There’s just something special about Meatballs! In fact, I think Meatballs are so amazing, so special, that they ought to be considered their own food group. At the very least, they have become an art form unto themselves. Just think about it: meatballs come in a lot of sizes – even different shapes. Almost every culture in the world has its own traditional form of meat ball. In the Middle East, for example, meatballs (called ‘Kofta’) are made with lamb, shaped into logs, and either baked or grilled on skewers. Spain and Mexico are famous for their Albondigas; Sweden is famous for its savory Swedish meatballs. And of course, we are all intimately familiar with the Italian meatball.

At MorningStar Kitchen we make a lot of meatballs throughout the year because to us, they are the essence of comfort food. Not only are they inexpensive and delicious, but they are also amazingly versatile.
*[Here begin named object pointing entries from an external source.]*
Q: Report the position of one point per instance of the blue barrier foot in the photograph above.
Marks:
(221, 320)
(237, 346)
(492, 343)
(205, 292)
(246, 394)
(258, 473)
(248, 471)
They can be made of beef, pork, veal, venison, lamb, turkey, chicken, sausage, or even beans and vegetables. They can be served in a soup, on a toothpick, or in a sandwich. They can be seasoned to fit almost any flavor profile; they’re great with a lot of different sauces and can be served alone, or with pasta, flatbread, rice, or potatoes. They’re even great for breakfast!

To me, there are two keys to making good meatballs: First, before starting on the meatballs, I make a ‘slurry’ out of the bread crumbs, eggs, milk, and seasonings. I let the slurry stand for 20 minutes before adding it to the meat mixture. This then allows the meat to absorb the other ingredients, keeping it moist and light. Secondly, don’t overwork the mixture! Overworking the mixture leads to meatballs that are both dense and tough. Keeping these two tips in mind, meatballs are incredibly easy (and fun) to make! And even better, they freeze well. So you can keep several batches on hand in your freezer and pull them out on short notice to make an applause-winning meal anytime.

Because of their versatility, meatballs are a staple, a ‘go to’ recipe around MorningStar Kitchen. Actually, more than being a recipe, they are a formula.

Depending on the type of recipe we plan to serve, we start by selecting the meat mixture. If we’re creating an Italian dish, we use pork and veal. If we’re going Greek or Middle Eastern, we use lamb.

If we’re serving Swedish meatballs, we mix beef and pork. For our Breakfast meatballs, we use pork sausage. And if we’re making meatball soup, we’ll usually use chicken or turkey.

What makes making meatballs so much fun is the almost-unlimited list of ingredients you can add to the meat mixture: wild mushrooms for Polish meatballs; allspice and nutmeg for Swedish; Chimichurri for beef cocktail meatballs; garlic and parmesan cheese for classic Italian; and Harissa or Ras El Hanout for Moroccan. We also add lemon, capers and goat cheese to our chicken meatballs to create a Piccata profile.

When we announce that we’re serving meatballs around MorningStar Kitchen, we’re always rewarded with a cheer! Meatballs are one of the most requested recipes around here. And once you make meatballs an important part of your culinary repertoire, we’re confident that your family and friends will start cheering, too!